Presiden Joko Widodo (Jokowi) mengungkapkan bahwa ancaman perubahan iklim sangat nyata dan dapat berdampak pada 14% populasi di Bumi. Bahkan, Perserikatan Bangsa-Bangsa (PBB) menggambarkan kondisi saat ini sebagai “global boiling”.
Jika suhu bumi terus meningkat sebesar 1,5 derajat Celsius, diprediksi akan ada 210 juta orang yang mengalami kekurangan air dan terpapar gelombang panas. Selain itu, 290 juta rumah akan terendam banjir pesisir dan 600 juta orang akan mengalami malnutrisi akibat gagal panen. Hal ini merupakan ancaman nyata bagi kita semua.

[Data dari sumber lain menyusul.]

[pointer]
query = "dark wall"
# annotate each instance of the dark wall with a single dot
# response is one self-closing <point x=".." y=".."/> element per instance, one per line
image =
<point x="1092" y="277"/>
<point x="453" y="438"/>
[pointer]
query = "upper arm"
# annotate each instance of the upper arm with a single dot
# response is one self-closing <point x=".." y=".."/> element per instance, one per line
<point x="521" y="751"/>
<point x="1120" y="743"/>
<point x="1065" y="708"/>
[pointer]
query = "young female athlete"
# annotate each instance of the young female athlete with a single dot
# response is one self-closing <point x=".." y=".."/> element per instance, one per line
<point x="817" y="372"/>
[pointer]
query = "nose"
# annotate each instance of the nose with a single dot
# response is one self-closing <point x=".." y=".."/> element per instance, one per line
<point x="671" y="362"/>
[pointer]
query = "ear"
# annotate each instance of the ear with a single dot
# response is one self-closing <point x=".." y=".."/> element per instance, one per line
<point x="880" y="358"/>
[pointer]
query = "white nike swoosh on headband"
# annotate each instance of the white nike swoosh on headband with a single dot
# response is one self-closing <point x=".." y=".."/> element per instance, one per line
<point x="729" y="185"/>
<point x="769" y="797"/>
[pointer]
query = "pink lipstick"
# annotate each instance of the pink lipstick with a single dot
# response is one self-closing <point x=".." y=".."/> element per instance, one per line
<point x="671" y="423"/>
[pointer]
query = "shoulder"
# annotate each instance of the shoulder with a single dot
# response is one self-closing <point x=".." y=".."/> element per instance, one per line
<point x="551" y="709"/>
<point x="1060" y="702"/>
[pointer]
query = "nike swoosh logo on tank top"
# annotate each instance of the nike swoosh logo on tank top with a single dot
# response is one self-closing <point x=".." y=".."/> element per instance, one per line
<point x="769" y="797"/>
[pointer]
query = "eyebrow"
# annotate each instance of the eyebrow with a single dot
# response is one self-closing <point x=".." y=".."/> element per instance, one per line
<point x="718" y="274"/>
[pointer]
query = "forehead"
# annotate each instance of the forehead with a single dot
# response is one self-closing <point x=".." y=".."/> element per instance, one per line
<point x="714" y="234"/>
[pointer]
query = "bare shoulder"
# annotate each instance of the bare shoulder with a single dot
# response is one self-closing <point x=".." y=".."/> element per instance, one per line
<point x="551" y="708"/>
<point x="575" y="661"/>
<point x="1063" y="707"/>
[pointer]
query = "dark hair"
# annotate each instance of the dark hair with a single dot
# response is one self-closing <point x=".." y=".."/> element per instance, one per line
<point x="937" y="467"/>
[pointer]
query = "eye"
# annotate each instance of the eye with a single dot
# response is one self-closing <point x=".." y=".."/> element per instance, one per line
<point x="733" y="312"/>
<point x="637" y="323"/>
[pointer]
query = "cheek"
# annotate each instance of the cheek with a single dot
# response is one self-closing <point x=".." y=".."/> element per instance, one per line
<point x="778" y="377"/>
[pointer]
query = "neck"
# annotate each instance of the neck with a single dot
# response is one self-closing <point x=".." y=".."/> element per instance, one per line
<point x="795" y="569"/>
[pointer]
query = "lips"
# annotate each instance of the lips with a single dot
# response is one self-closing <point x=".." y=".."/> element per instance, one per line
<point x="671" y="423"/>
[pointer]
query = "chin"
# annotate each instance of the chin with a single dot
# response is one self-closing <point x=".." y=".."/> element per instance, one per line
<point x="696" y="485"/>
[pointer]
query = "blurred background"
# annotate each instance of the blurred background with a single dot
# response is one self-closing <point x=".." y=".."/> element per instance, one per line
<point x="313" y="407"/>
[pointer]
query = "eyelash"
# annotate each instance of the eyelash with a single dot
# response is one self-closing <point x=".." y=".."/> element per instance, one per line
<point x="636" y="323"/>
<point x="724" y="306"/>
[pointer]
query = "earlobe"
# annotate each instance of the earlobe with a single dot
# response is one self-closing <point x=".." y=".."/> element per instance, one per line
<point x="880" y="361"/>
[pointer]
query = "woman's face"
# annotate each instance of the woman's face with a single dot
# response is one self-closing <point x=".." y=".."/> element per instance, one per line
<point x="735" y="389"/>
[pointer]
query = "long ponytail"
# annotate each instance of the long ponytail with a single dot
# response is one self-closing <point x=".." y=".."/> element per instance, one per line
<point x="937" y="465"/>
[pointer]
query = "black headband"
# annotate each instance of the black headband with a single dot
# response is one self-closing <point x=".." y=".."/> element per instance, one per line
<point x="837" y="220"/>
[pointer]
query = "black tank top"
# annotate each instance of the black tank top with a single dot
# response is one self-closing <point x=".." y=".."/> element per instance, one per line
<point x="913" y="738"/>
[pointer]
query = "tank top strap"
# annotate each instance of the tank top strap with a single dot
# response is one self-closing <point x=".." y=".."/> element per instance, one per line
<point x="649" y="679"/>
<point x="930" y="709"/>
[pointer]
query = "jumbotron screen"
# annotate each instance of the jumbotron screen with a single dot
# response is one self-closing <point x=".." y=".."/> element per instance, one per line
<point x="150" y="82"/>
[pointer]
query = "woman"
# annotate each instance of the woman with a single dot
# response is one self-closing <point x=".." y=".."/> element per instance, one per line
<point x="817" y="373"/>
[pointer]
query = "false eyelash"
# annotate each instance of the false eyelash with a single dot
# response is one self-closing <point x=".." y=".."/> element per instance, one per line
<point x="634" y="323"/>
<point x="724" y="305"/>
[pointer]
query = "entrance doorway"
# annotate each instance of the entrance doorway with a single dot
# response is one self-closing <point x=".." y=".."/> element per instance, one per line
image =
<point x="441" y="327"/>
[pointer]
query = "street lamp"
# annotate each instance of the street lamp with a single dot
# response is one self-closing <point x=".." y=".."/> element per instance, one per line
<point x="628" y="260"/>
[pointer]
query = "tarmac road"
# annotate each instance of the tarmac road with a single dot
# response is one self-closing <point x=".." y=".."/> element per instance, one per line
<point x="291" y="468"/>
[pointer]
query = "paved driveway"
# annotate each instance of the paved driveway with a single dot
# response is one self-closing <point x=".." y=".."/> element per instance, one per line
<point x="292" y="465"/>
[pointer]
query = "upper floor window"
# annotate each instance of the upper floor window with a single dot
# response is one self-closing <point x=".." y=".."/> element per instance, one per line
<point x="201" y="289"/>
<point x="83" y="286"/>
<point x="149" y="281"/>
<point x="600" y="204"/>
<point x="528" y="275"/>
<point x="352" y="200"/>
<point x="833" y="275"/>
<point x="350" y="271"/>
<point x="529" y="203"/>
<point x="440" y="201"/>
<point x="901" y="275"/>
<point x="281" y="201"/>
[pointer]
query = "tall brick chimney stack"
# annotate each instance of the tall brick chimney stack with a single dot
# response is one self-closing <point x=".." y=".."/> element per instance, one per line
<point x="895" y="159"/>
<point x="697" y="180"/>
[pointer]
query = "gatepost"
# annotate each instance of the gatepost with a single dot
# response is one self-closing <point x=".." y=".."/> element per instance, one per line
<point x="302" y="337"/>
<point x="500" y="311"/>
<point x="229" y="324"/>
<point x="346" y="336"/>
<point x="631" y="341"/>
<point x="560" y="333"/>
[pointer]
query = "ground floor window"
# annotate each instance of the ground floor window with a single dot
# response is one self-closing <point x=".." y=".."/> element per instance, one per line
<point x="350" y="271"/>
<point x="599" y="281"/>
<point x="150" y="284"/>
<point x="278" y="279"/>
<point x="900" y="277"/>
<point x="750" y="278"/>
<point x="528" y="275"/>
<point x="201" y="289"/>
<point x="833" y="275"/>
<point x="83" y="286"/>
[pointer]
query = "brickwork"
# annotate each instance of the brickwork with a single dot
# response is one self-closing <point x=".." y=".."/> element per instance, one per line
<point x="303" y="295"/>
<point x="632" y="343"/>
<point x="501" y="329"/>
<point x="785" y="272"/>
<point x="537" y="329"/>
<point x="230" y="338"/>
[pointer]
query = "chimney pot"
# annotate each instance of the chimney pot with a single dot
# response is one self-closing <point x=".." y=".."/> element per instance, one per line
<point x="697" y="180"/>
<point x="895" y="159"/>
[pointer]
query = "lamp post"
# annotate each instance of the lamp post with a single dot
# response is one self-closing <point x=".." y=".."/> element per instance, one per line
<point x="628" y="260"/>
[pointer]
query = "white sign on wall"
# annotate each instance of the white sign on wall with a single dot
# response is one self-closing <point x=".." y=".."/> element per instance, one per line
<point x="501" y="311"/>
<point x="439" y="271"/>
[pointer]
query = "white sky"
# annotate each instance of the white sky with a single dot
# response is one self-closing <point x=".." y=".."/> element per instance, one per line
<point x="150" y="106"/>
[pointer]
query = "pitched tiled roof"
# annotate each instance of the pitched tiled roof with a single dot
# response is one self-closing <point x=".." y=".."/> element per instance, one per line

Oleh karena itu, Indonesia berkomitmen untuk mempercepat transisi energi melalui penambahan pembangkit Energi Baru Terbarukan (EBT) dalam skala besar. Potensi energi terbarukan di Indonesia diperkirakan mencapai 3.600 GW, termasuk energi matahari, angin, panas bumi, arus laut atau ombak, bioenergi, dan arus sungai.
Indonesia memiliki lebih dari 4.400 sungai yang potensial, di antaranya 128 sungai besar. Beberapa contohnya adalah Sungai Mamberamo di Papua dan Sungai Kayan di Kalimantan Utara, yang memiliki potensi mencapai 13 ribu Megawatt. Potensi ini dapat digunakan untuk memasok listrik ke green industrial park di Kalimantan Utara dan memberikan manfaat besar bagi masa depan bumi dan generasi penerus.
Meskipun menghadapi tantangan seperti lokasi sumber pembangkit listrik tenaga air yang jauh dari pusat kebutuhan listrik, masalah pendanaan yang membutuhkan investasi besar, dan alih teknologi, Indonesia telah membuat blueprint untuk menghubungkan pembangkit listrik hijau ini ke pusat pertumbuhan ekonomi. Selain itu, Indonesia juga melakukan kolaborasi dengan kekuatan ekosistem hidup di dunia.
Hal ini penting untuk dilakukan agar dapat mengatasi ancaman perubahan iklim dan menjaga keberlanjutan bumi untuk masa depan yang lebih baik.